Non parliamo di raptus
Meglio non parlare di raptus quando un gesto così efferato è il risultato di tanti fattori scatenanti. Un ragazzo di 17 anni ha ucciso con trenta coltellate la madre ieri a Napoli. Dalle prime ricostruzioni, pare che il giovane si sia avventato sulla donna, contraria al suo ultimo acquisto di una ricarica da 100 euro per giocare alla Playstation. Per alcuni si è trattato di un raptus ma per Mario Pollo, antropologo dell’educazione, già docente di sociologia e pedagogia all’Università Lumsa di Roma, sarebbe opportuno indagare su altre spinte che riguardano la cultura e la società, come il nuovo rapporto fra genitore e figlio e il rifiuto della colpa.
Professore, è corretto dire che il ragazzo sia stato vittima di un raptus?
Meglio non parlare di raptus. C’è il rischio di oscurare i fattori che hanno condotto il ragazzo a compiere il gesto. Il raptus è la via breve, la soluzione che nega che l’essere umano sia capace di commettere il male. Il filosofo Martin Buber, proprio sul tema del male, scrive che “la malvagità dell’azione deriva dalla malvagità del pensiero” e mentre Dio trascende la conoscenza del bene e del male, l’uomo non può superarla.
Se non realizza la volontà di Dio, l’uomo si allontana e dà luogo alla violenza.
Dalle prime ricostruzioni pare che il ragazzo fosse dipendente da giochi on line e per un rimprovero potrebbe aver ucciso la madre.
È vero, le dipendenze fanno sì che l’unica cosa che conta nella vita sia l’oggetto della dipendenza. La dipendenza porta a subordinare tutto, anche le relazioni, all’oggetto della dipendenza. Ma mi sembra troppo meccanica come spiegazione. Altro fattore che intravedo è il rapporto con la virtualità. Quando trasferiamo il rapporto con le immagini che abbiamo nei mondi virtuali nella realtà le persone che incontriamo diventano solo immagini, simulacri privi di corpo.
Al simulacro posso far cose che non hanno conseguenze. Nel gioco on line non ho l’impressione di far del male perché l’immagine è senza vita. C’è la perdita di capacità di vivere gli altri come persone, le si vive solo come immagini.
Secondo una delle ricostruzioni, sembra che il ragazzo sia uscito sul balcone per dire ai passanti che era stata lei a pugnalarlo per prima o che fosse stato un suicidio.
Tipica della nostra cultura è l’incapacità di affrontare la propria colpa. Vi è un rifiuto. La prima cosa che si fa è cercare di giustificarsi. Si innesca un meccanismo per cui la persona elabora una serie di attenuanti con cui crede di non essere realmente colpevole perché è vittima di circostanze. Nella nostra cultura è molto diffuso.

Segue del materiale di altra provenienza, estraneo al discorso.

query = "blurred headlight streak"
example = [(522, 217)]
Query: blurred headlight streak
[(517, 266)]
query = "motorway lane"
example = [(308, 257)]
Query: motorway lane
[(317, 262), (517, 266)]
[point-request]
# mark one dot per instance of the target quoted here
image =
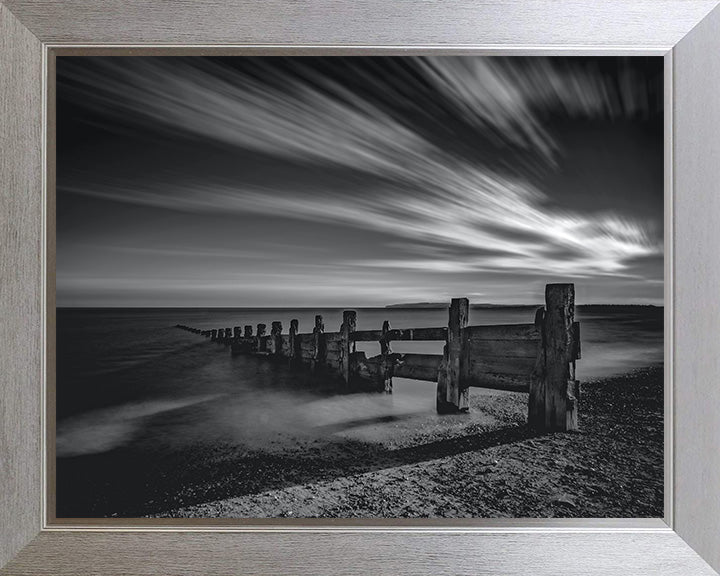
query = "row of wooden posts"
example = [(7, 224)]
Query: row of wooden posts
[(538, 358)]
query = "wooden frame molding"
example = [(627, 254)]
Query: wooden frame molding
[(686, 32)]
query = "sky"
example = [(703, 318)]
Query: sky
[(358, 181)]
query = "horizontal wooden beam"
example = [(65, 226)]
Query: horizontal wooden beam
[(479, 366), (503, 348), (424, 334), (502, 332)]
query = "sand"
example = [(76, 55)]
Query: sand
[(482, 464)]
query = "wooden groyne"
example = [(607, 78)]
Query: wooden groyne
[(537, 358)]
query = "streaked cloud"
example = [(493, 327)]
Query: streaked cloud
[(441, 209)]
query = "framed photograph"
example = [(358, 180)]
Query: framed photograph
[(351, 289)]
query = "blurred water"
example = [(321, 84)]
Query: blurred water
[(127, 377)]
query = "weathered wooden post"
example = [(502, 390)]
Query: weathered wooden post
[(319, 344), (385, 363), (553, 389), (293, 342), (276, 338), (452, 394), (259, 334), (347, 346)]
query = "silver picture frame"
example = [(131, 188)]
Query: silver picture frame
[(685, 32)]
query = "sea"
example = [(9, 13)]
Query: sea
[(125, 375)]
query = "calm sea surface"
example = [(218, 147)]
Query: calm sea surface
[(128, 376)]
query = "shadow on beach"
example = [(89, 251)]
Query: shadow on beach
[(486, 463)]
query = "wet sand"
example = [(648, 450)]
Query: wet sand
[(483, 464)]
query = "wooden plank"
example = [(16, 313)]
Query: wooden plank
[(503, 348), (347, 328), (553, 403), (333, 345), (366, 336), (451, 397), (332, 337), (575, 353), (418, 334), (503, 332)]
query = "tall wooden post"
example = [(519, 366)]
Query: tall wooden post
[(553, 390), (319, 344), (276, 338), (346, 345), (292, 341), (452, 394), (259, 346), (385, 363)]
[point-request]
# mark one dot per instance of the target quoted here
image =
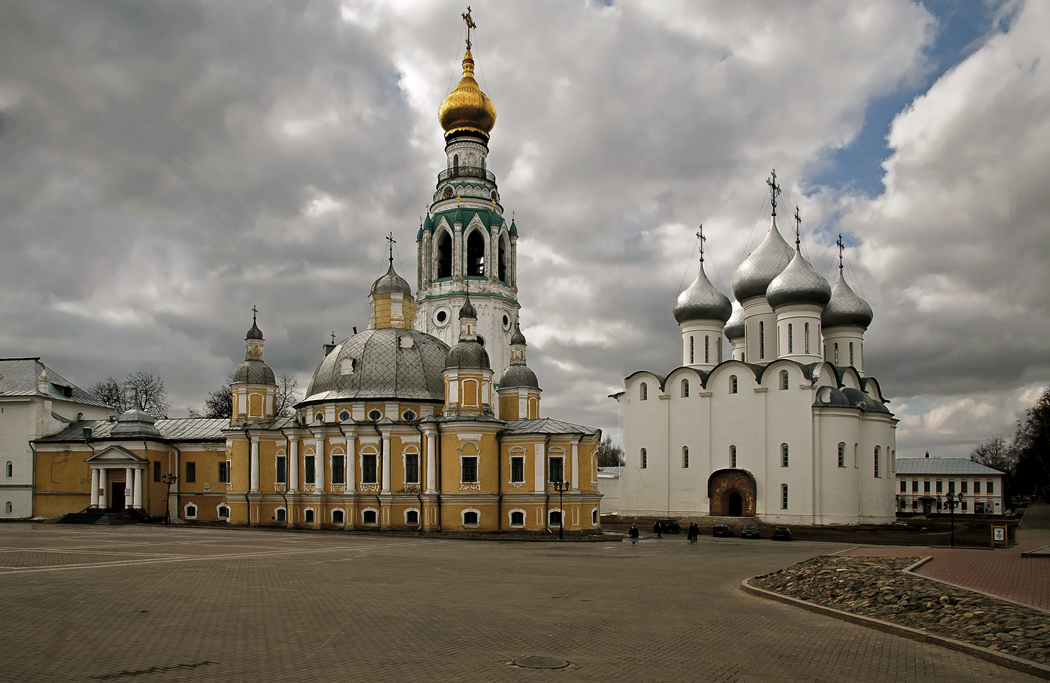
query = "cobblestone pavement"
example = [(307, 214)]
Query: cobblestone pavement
[(200, 604)]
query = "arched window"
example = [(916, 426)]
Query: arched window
[(444, 252), (475, 253)]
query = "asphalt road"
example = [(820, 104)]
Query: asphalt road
[(141, 603)]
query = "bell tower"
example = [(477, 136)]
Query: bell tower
[(464, 246)]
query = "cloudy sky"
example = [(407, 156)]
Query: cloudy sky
[(164, 166)]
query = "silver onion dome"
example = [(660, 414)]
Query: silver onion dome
[(701, 301), (845, 308), (734, 328), (389, 363), (754, 275), (391, 282), (798, 284)]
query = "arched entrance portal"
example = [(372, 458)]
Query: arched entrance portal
[(732, 493)]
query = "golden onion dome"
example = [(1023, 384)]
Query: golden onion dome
[(467, 108)]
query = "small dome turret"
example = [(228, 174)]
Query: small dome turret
[(845, 308), (798, 284)]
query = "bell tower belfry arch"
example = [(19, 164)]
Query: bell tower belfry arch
[(464, 245)]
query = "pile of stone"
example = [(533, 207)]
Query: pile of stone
[(876, 587)]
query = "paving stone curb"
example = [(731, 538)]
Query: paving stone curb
[(1002, 659)]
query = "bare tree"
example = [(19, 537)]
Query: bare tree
[(288, 394), (609, 455), (142, 390)]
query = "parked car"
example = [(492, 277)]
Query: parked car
[(669, 526), (721, 530)]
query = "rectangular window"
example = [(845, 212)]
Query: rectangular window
[(369, 469), (338, 469), (412, 468), (555, 469), (518, 470), (468, 469)]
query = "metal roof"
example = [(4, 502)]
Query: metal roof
[(943, 467), (20, 379)]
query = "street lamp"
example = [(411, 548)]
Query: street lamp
[(561, 488), (952, 502), (168, 479)]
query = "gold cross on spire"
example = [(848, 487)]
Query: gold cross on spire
[(469, 25)]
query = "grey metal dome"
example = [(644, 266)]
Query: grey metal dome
[(516, 376), (467, 354), (254, 372), (701, 301), (734, 328), (866, 404), (798, 284), (389, 363), (828, 396), (391, 282), (134, 422), (845, 308), (754, 275)]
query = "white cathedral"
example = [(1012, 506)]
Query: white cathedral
[(790, 430)]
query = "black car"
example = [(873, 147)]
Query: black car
[(669, 526), (750, 531)]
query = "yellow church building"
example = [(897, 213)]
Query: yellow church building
[(427, 420)]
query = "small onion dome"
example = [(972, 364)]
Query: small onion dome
[(798, 284), (467, 309), (516, 376), (134, 422), (254, 372), (255, 332), (701, 301), (866, 404), (845, 308), (517, 338), (466, 108), (468, 354), (754, 275), (391, 282), (830, 396), (734, 328)]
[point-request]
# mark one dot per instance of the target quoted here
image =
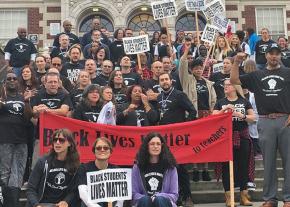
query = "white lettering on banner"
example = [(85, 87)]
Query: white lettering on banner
[(221, 23), (209, 33), (109, 185), (164, 9), (195, 5), (217, 67), (135, 45), (214, 8)]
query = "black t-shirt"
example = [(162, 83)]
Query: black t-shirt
[(13, 125), (120, 95), (20, 50), (271, 89), (72, 70), (154, 178), (202, 95), (57, 181), (261, 48), (241, 105), (132, 79), (218, 79), (285, 57)]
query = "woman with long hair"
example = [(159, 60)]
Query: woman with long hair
[(154, 176), (53, 179), (102, 149), (90, 105), (138, 111), (116, 82), (243, 114)]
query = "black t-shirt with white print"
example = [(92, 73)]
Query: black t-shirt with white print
[(13, 125), (20, 50), (241, 105), (202, 95), (154, 178), (57, 181), (271, 89)]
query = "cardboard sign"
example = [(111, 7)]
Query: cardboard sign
[(195, 5), (164, 9), (214, 8), (135, 45), (221, 23), (209, 33), (218, 67), (109, 185)]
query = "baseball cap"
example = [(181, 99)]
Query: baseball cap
[(273, 46)]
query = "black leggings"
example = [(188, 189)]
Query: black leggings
[(241, 165)]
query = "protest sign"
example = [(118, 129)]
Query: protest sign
[(204, 140), (109, 185), (218, 67), (136, 45), (214, 8), (221, 22), (195, 5), (209, 33), (164, 9)]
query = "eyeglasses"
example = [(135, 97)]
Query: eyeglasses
[(60, 140), (104, 148), (11, 78)]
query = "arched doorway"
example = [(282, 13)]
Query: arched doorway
[(144, 21), (186, 22), (85, 25)]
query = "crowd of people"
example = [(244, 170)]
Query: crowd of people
[(82, 77)]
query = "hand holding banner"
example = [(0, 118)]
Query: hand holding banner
[(136, 45), (109, 185), (164, 9)]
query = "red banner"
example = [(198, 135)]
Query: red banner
[(204, 140)]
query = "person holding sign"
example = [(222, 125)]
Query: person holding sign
[(53, 179), (154, 176), (102, 148), (243, 114)]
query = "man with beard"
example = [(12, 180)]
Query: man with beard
[(72, 38), (20, 51), (15, 114), (271, 89), (173, 105)]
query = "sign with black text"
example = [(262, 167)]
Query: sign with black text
[(109, 185), (195, 5), (214, 8), (164, 9), (135, 45), (209, 33)]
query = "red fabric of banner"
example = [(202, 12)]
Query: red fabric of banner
[(204, 140)]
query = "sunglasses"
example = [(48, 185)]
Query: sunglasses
[(60, 140), (104, 148), (11, 78)]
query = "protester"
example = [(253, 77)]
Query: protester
[(273, 105), (19, 51), (138, 111), (15, 115), (242, 115), (102, 149), (53, 179), (154, 176)]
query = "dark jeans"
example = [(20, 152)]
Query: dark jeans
[(159, 201), (241, 163)]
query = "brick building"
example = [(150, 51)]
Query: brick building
[(39, 15)]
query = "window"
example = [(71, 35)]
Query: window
[(105, 22), (146, 21), (272, 18), (187, 23), (10, 20)]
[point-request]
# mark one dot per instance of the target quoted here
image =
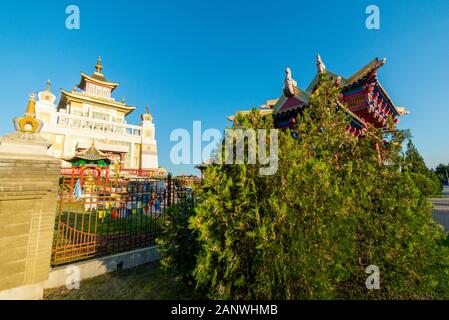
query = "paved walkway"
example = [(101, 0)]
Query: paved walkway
[(441, 209)]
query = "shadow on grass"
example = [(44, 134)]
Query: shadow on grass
[(146, 282)]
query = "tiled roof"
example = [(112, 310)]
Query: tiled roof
[(376, 63)]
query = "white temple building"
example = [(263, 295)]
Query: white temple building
[(89, 113)]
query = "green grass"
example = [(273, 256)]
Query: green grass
[(146, 282)]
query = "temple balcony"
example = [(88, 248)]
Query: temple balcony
[(97, 126)]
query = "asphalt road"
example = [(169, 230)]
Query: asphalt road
[(441, 209)]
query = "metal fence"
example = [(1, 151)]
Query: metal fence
[(97, 216)]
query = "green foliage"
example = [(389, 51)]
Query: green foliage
[(178, 242), (442, 173), (310, 230)]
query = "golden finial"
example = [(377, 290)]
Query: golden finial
[(48, 85), (28, 123), (31, 107), (147, 116), (98, 66)]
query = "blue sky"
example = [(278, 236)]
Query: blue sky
[(204, 60)]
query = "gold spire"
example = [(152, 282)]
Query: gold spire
[(29, 123), (147, 116), (48, 85), (98, 66)]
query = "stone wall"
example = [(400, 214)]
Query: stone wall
[(28, 198)]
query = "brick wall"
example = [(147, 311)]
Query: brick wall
[(28, 192)]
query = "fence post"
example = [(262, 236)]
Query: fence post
[(169, 190), (28, 194)]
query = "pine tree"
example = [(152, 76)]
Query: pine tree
[(425, 179), (336, 205)]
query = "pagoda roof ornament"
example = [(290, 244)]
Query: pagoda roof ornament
[(28, 123), (90, 156), (48, 85), (289, 83), (98, 66), (321, 67), (147, 116)]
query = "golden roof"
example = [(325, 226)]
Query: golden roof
[(90, 154)]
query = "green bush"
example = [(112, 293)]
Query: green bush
[(178, 245), (427, 185), (311, 230)]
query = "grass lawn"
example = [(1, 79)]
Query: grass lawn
[(146, 282)]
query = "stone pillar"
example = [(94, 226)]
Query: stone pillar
[(28, 198)]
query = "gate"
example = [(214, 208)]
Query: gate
[(98, 216)]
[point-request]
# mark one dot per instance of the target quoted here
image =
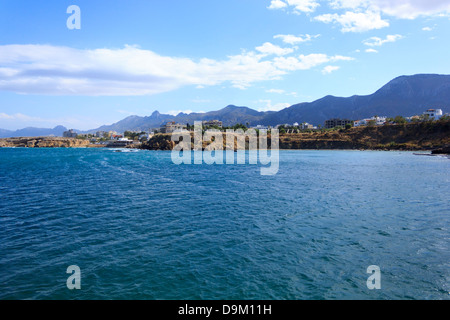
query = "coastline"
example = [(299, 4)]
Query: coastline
[(421, 137)]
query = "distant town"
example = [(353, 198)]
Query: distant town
[(130, 138)]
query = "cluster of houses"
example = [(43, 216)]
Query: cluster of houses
[(430, 114), (114, 139)]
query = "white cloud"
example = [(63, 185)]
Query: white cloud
[(403, 9), (44, 69), (131, 71), (298, 6), (330, 69), (269, 107), (293, 40), (277, 4), (305, 62), (279, 91), (177, 112), (269, 49), (355, 21), (22, 120), (378, 42), (304, 5)]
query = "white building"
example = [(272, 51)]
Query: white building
[(434, 114), (70, 134), (306, 125)]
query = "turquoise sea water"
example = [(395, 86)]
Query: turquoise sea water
[(140, 227)]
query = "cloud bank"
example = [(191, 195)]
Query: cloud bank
[(131, 71)]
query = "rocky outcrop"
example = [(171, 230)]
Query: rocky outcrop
[(43, 142), (408, 137), (444, 150), (159, 142)]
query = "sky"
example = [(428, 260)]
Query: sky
[(119, 58)]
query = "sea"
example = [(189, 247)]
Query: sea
[(140, 227)]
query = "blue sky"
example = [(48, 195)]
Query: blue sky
[(137, 56)]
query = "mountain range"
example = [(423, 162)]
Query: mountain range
[(405, 95)]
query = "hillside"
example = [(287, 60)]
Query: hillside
[(405, 95), (408, 137)]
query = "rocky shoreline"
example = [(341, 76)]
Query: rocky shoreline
[(433, 137)]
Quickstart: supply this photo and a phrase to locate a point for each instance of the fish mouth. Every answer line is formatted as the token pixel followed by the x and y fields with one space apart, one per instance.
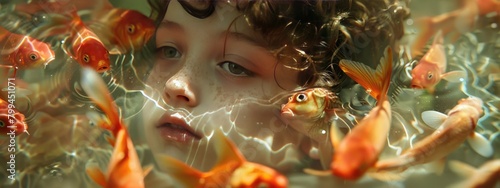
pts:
pixel 416 86
pixel 286 112
pixel 173 128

Le prime parole agli investigatori sembra siano state “le volevo bene, non avevo intenzione di ucciderla”.
Si tende a giustificare l’azione malvagia a livello psichico. Anche sul caso della madre che ha ucciso la figlia nel catanese circola la spiegazione che fosse in quel momento fuori di sé. È un tentativo di patologizzare una condotta per non affrontare la colpa. Nella nostra cultura è saltata la differenza fra genitore e figlio, fra educatore ed educando. Non c’è più una asimmetria, caratteristica di ogni relazione educativa. Anche i comandamenti dicono “Onora il padre e la madre”. Questo però ormai è spazzato via dalla cultura. Non c’è la riconoscenza di un debito per aver ricevuto la vita da un’altra persona. In questo specifico caso, il ragazzo era stato adottato ma aveva comunque il debito della vita affettiva ricevuta dai genitori.